(1) The so-called ‘luteal’ cells of the ovary are derived from the medullary cords of the embryo, as previously shown by Firket and Nonidez. The process, which appears to be a peculiar form of fatty infiltration, begins about the eleventh day of incubation.
(2) Multiplication of the cells occurs in post-embryonic life and, as suggested by Nonidez, appears to take place not by mitosis but by a neoformation at the expense of certain epithelial elements in the stroma and ovarian thecae, which are derived from the distal extremities of the medullary cords.
(3) The fully formed ‘luteal’ cell is seen to have a rather small spherical nucleus and vacuolated cytoplasm, which impregnates very deeply with the Mann-Kopsch and Da Fano techniques, and which contains blocks and granules of mitochondrial origin. With Benda's stain fat can sometimes be demonstrated in the vacuoles. Golgi bodies are situated round the archoplasm.
(4) The formation of ‘luteal’ cells in cases of sex reversal is found to be a repetition of the embryonic process. Sex cords are proliferated into the ovarian stroma and either give rise to seminiferous tubules or remain undifferentiated and form typical ‘luteal’ cells. In the latter case usually many of the neighbouring cords are degenerating.
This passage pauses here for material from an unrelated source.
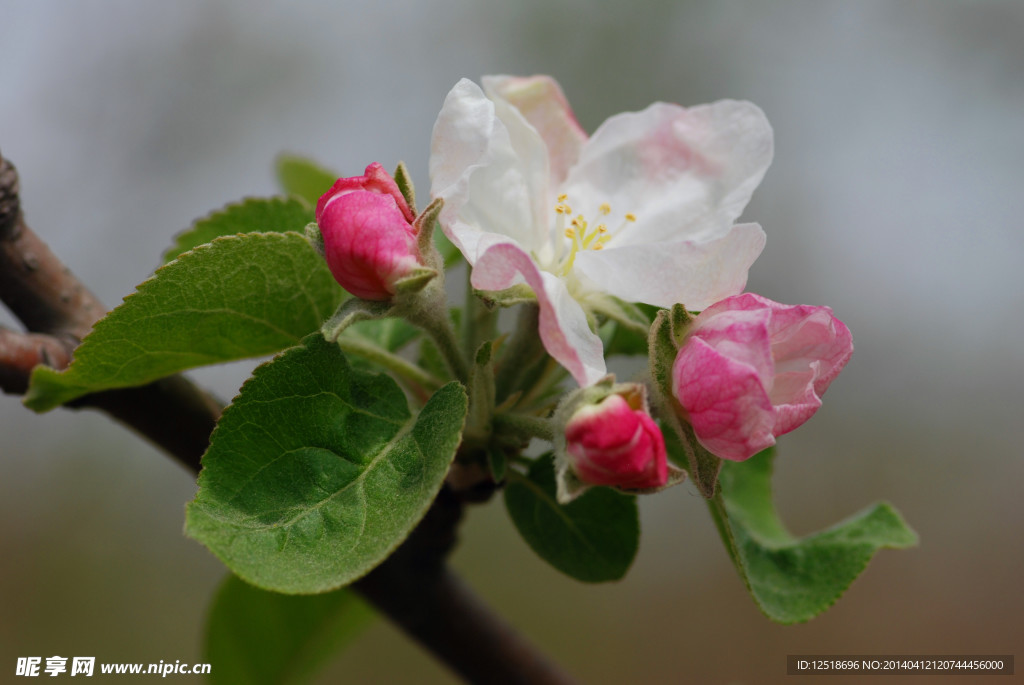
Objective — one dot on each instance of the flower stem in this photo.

(5) The mode of origin of the ‘luteal’ tissue in the embryos, normal adult and cases of sex reversal, is difficult to reconcile with Morgan's theory of the endocrine activity of these cells in relation to plumage.
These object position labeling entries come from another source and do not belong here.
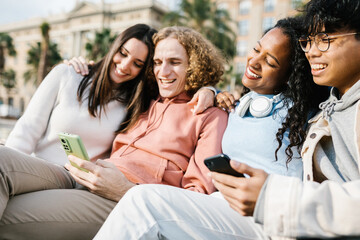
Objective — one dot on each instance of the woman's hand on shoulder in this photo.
(202, 100)
(241, 193)
(226, 101)
(79, 64)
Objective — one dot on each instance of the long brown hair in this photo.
(131, 93)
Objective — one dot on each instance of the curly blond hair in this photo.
(206, 63)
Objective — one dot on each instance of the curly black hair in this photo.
(301, 95)
(332, 15)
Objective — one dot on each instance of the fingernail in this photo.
(235, 163)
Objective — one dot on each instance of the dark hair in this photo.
(301, 95)
(332, 15)
(131, 93)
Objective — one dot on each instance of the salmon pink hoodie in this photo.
(168, 145)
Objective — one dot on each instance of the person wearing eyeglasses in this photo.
(325, 204)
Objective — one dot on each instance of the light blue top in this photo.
(253, 141)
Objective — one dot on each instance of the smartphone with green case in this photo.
(73, 145)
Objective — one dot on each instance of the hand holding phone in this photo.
(73, 145)
(221, 164)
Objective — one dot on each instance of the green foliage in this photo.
(6, 46)
(33, 59)
(8, 79)
(45, 28)
(206, 18)
(101, 44)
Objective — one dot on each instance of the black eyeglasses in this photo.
(322, 41)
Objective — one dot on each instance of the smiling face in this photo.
(339, 65)
(170, 64)
(128, 62)
(268, 63)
(6) In view of Geoffrey Smith's work on Inachus and Sacculina, it is suggested that the exhibition of hen-feathering may possibly be due to a high lipoid content of the blood. On this assumption, the association of female plumage with the presence of ‘luteal’ cells in the gonad would be explicable, since inactive tissue such as the medullary cord cells would be more prone to fatty degeneration in such hen-feathered individuals.
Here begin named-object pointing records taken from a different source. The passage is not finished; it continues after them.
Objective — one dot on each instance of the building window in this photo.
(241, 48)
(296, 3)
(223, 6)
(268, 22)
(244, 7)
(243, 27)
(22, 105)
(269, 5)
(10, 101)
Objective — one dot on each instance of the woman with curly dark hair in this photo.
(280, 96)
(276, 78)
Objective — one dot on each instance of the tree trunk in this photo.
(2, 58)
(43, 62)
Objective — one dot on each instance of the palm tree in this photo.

(7) It is thought that Pearl and Boring are mistaken in homologising the ‘luteal’ islets with the cells of the mammalian corpus luteum, since the numerous vacuolated cells of discharged and large atretic follicles are found to be mainly the product of fatty degeneration of ordinary connective tissue elements, while the yellow pigment seems to be derived from aborting blood vessels. This pigment is regarded as hsematoidin and is not found in the true ‘luteal’ cells.